Covariance, which is the deeper idea, is where linear algebra comes in. I have a matrix because why? Because I'm doing multiple experiments at the same time. I'm flipping two coins. I'm flipping 15 coins. I'm doing other things. So that will be covariances when I'm doing several experiments at once. That will involve matrices of that size.
So what's the variance? I should have given you the usual notation. The expected value of x, that's what's the mean. And here, I'm looking at the expected value of what? So when I'm computing a variance, using probabilities-- so I'm using expectations, not trial runs-- expectations means use the probabilities. And it's the expectation of the distance from x to the mean squared.

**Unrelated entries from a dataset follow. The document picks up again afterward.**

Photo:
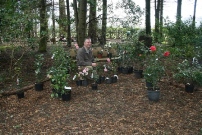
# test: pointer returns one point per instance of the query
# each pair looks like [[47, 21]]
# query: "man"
[[84, 55]]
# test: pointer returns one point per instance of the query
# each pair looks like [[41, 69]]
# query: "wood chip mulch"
[[118, 108]]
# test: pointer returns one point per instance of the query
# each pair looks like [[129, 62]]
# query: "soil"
[[119, 108]]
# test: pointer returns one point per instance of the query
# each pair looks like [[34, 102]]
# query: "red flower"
[[153, 48], [166, 54]]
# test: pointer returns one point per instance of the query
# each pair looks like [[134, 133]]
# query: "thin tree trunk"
[[194, 16], [69, 41], [82, 22], [43, 27], [92, 22], [157, 7], [76, 17], [104, 22], [62, 18], [179, 5], [53, 19], [161, 19], [147, 16]]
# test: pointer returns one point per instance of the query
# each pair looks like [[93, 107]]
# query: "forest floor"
[[119, 108]]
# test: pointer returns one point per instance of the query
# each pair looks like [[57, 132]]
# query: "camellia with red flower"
[[153, 48], [155, 68], [166, 54]]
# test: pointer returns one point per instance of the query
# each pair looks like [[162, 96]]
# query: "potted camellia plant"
[[38, 67], [95, 78], [189, 73], [154, 70], [59, 75], [60, 84]]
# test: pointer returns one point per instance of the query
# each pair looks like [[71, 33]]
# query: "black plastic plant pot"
[[20, 95], [79, 82], [153, 94], [66, 96], [189, 88], [39, 86], [94, 86], [149, 85], [138, 74]]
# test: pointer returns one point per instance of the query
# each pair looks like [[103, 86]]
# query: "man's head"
[[87, 43]]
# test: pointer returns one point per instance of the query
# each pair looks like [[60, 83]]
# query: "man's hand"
[[94, 64]]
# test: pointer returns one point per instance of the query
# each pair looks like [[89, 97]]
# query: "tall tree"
[[161, 19], [53, 19], [92, 29], [82, 22], [104, 22], [157, 15], [76, 16], [43, 27], [179, 7], [68, 25], [62, 18], [147, 16], [194, 16]]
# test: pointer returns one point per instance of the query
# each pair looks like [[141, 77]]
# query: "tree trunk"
[[104, 22], [69, 41], [76, 17], [148, 20], [157, 7], [161, 20], [194, 16], [53, 19], [43, 27], [62, 18], [179, 5], [82, 22], [92, 22]]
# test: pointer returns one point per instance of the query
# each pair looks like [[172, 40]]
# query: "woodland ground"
[[118, 108]]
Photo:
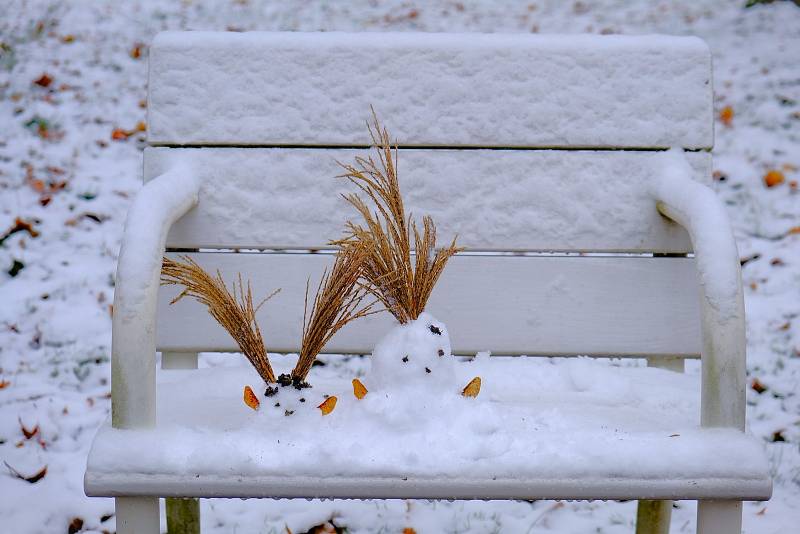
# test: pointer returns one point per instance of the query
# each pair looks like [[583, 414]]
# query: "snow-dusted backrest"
[[484, 90], [263, 118]]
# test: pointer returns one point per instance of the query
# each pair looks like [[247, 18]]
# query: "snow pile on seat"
[[569, 419]]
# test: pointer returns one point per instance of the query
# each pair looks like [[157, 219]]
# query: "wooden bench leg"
[[137, 515], [719, 517], [183, 516], [653, 517]]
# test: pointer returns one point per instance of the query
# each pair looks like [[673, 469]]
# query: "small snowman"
[[414, 353]]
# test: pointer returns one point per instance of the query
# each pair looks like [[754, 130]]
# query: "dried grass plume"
[[234, 310], [402, 284], [338, 301]]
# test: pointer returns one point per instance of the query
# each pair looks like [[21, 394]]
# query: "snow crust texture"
[[546, 91], [493, 200], [534, 418]]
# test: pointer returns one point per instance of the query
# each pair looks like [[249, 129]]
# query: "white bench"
[[551, 146]]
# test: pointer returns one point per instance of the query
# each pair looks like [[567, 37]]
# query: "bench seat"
[[558, 428]]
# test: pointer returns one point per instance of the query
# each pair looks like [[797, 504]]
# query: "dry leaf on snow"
[[328, 405], [359, 390], [250, 398]]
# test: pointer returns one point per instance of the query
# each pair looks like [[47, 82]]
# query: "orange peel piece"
[[473, 388], [328, 405], [250, 398], [359, 389]]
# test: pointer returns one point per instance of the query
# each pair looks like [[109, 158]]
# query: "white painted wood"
[[674, 363], [133, 346], [179, 360], [485, 90], [702, 213], [506, 304], [719, 517], [493, 199], [209, 485], [653, 517], [137, 515]]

And that is when I'm doing is an expectation for a discrete set, I think of the probability, the first probability, that goes with an output x1 and a second probability that goes with an output x2. And each time I subtract from the mean and square. So that's the variance that everybody calls sigma squared.

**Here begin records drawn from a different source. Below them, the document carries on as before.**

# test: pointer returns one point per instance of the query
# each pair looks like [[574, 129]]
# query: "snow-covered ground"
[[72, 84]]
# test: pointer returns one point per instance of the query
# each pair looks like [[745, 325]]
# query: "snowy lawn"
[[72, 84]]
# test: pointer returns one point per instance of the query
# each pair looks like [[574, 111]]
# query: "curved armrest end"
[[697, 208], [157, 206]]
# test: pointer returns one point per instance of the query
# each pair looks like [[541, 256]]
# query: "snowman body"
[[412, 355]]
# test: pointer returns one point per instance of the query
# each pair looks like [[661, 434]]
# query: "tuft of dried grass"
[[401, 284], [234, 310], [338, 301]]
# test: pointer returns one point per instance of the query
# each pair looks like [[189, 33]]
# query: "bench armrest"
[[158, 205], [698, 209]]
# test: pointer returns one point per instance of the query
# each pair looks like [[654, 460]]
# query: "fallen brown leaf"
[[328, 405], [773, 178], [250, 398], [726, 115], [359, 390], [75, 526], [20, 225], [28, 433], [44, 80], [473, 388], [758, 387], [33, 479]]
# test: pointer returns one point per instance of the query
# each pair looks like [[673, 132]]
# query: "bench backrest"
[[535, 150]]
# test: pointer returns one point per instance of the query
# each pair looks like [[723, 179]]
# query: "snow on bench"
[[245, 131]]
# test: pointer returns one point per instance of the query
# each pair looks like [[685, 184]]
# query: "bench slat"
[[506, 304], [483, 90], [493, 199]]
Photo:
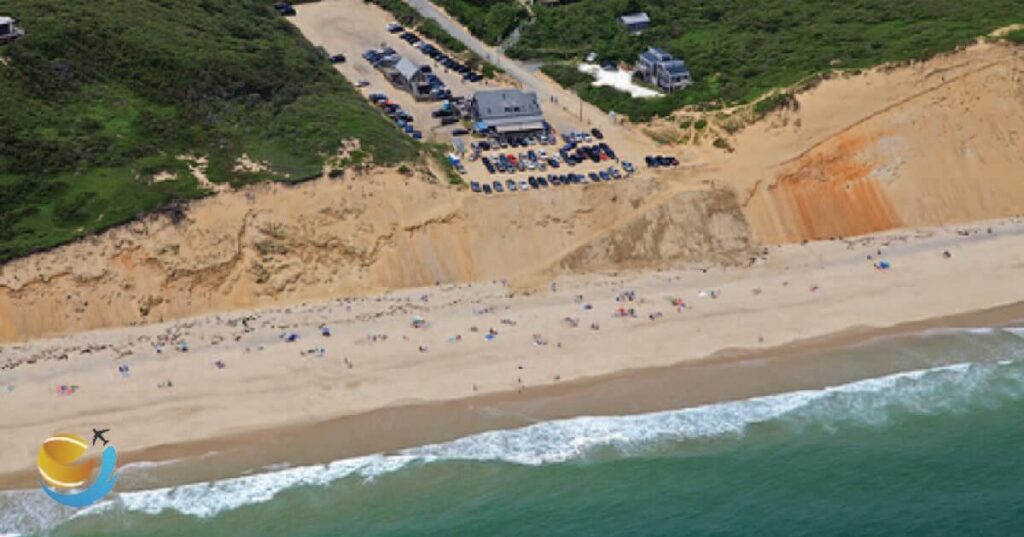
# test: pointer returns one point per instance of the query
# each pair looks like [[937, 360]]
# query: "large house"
[[506, 112], [635, 23], [659, 68], [9, 32]]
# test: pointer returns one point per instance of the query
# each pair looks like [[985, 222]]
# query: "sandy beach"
[[173, 389]]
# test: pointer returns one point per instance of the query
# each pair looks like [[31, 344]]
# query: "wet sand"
[[242, 389]]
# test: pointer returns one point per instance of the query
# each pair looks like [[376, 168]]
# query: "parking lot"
[[352, 27]]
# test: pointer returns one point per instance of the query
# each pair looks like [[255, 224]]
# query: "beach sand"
[[221, 381]]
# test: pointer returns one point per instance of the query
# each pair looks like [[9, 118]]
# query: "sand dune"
[[926, 145]]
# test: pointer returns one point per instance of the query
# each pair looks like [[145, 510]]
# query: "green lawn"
[[737, 50], [102, 95]]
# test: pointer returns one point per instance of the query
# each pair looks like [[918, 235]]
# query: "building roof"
[[498, 105], [407, 69], [676, 67], [635, 18], [656, 55]]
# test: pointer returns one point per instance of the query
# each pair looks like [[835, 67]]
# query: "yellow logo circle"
[[57, 458]]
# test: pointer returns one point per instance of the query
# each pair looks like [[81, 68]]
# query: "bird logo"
[[62, 469]]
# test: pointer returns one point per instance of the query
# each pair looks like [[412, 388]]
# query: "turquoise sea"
[[933, 449]]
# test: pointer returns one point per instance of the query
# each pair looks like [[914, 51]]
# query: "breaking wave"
[[872, 402]]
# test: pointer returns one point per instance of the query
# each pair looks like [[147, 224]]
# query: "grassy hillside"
[[492, 21], [100, 96], [739, 49]]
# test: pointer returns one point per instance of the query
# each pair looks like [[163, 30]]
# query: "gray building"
[[635, 23], [411, 77], [663, 70], [9, 32], [506, 111]]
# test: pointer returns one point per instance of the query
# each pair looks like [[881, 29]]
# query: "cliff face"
[[931, 143], [947, 147], [276, 244]]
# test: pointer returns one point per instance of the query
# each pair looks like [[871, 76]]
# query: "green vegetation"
[[101, 96], [412, 18], [492, 21], [738, 50]]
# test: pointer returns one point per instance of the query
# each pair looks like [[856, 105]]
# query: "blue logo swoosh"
[[103, 484]]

Now, two minutes left is enough to say a few more words about covariance. Oh, to get to covariance, I really have to speak about joint probabilities. That's a key idea-- joint probabilities. So I'm doing two experiments at once. So each one has its own probabilities.
But together, I have to ask-- so here are two easy cases. Suppose I'm flipping two coins. So that I might get heads heads. I may get heads tails, tails heads, or tails tails, four possibility, four possible outputs there, four possible pairs. And if you're flipping one coin and I'm flipping another one, those are independent results. Those are independent results. There won't be a covariance where by knowing what my flip was I would know more about your flip.

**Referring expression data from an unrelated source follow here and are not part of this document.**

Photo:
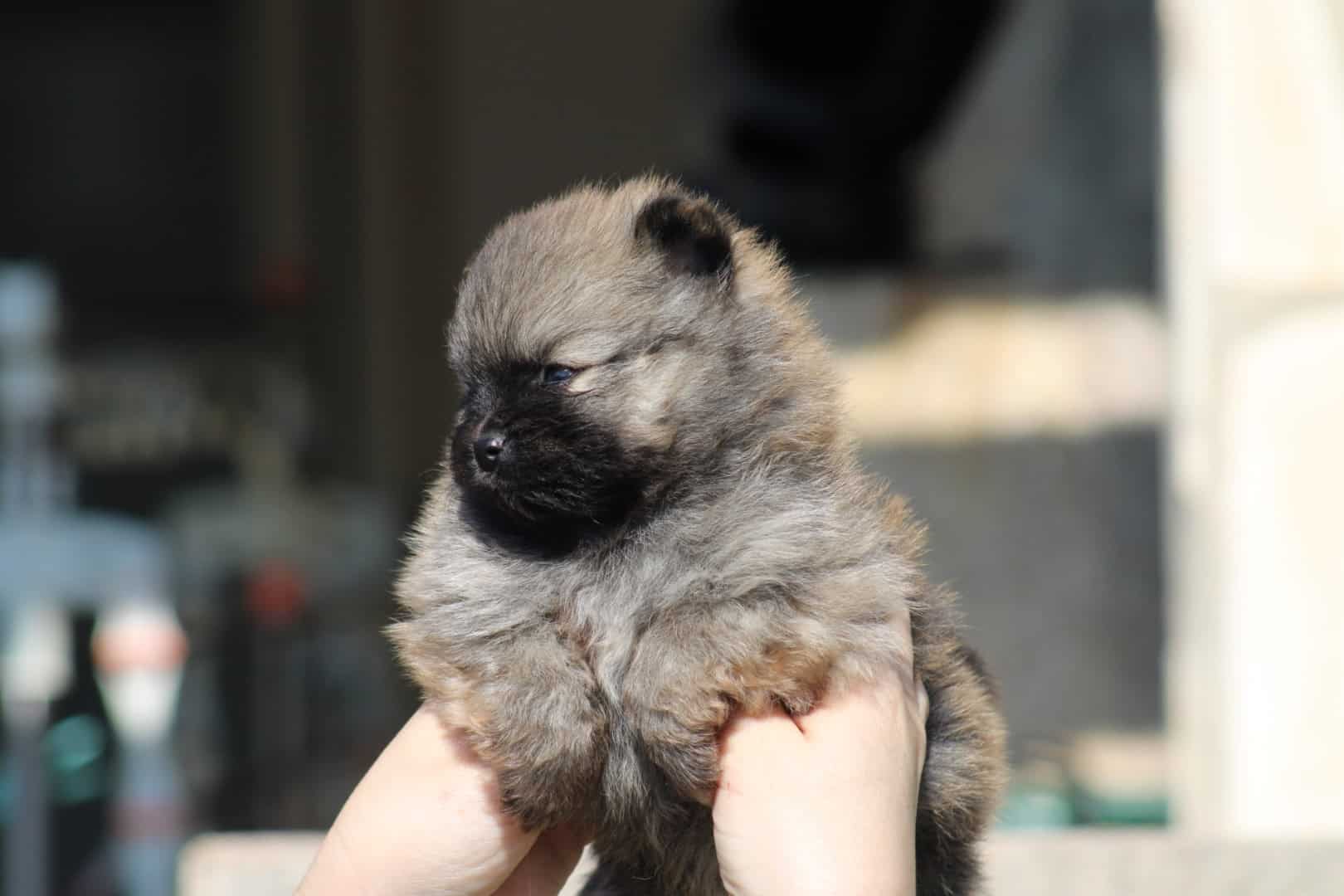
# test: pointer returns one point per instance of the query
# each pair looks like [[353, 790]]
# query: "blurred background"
[[1082, 262]]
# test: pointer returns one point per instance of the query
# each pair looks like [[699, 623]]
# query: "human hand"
[[824, 802], [426, 818]]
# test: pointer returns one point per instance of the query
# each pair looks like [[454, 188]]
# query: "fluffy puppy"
[[650, 516]]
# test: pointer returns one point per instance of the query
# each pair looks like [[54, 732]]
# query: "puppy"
[[650, 516]]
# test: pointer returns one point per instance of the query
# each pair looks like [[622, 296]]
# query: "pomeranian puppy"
[[650, 516]]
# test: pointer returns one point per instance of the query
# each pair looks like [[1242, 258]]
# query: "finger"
[[548, 865]]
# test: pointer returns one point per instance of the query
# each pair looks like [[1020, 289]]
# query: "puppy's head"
[[613, 344]]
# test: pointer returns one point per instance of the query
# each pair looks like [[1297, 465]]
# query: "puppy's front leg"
[[689, 674], [530, 709]]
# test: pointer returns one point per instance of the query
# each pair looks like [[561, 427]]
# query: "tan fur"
[[760, 567]]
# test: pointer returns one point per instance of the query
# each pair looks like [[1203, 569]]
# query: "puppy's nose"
[[488, 448]]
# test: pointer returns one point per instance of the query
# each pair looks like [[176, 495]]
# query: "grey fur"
[[753, 562]]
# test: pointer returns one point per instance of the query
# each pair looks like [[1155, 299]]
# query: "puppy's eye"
[[553, 373]]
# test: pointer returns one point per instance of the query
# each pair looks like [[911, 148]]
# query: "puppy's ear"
[[689, 234]]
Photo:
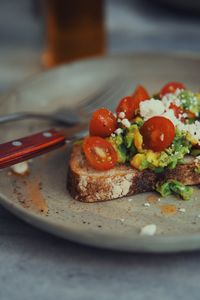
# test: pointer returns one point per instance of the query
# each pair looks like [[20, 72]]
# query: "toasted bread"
[[89, 185]]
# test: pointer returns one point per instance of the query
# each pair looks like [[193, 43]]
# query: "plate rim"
[[34, 218]]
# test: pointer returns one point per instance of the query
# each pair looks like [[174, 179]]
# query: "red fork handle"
[[30, 146]]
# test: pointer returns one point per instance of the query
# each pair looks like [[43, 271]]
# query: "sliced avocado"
[[174, 187]]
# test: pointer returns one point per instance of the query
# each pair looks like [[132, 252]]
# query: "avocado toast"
[[151, 143]]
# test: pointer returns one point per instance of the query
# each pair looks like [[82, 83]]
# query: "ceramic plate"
[[41, 198]]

But now, the other possibility would be to glue the coins together. Now, if I do a flip, they always come up heads and heads or tails and tails. So the heads tails combination is not possible. In fact, one output is totally dependent on the other outputs. So that's the other extreme. We have independent outputs with covariance 0, and we have totally dependent outputs when the things are just glued together, when one result tells us what the other result is, then that's a situation where the covariance is a maximum. It couldn't be bigger than that.
And say in polling, if you were polling a family, say political polling, well, there would be some covariance expected there. The two or three or five people that are living in the same house wouldn't be independent, entirely independent, but nor would all five give the same answer. So their covariance matrix would have some off diagonal, but it would still be invertible.
And actually, what I wanted to tell you about next time at the start is that covariance matrix, which I have to define for you, will be symmetric positive definite, or semidefinite. What's the semidefinite case? Of course, that's the case where the coins are glued together.
OK, thanks. So you know what's coming Friday. I know that holiday is also coming Friday. And just you'll make a good plan, and I'll move on after the break. Good.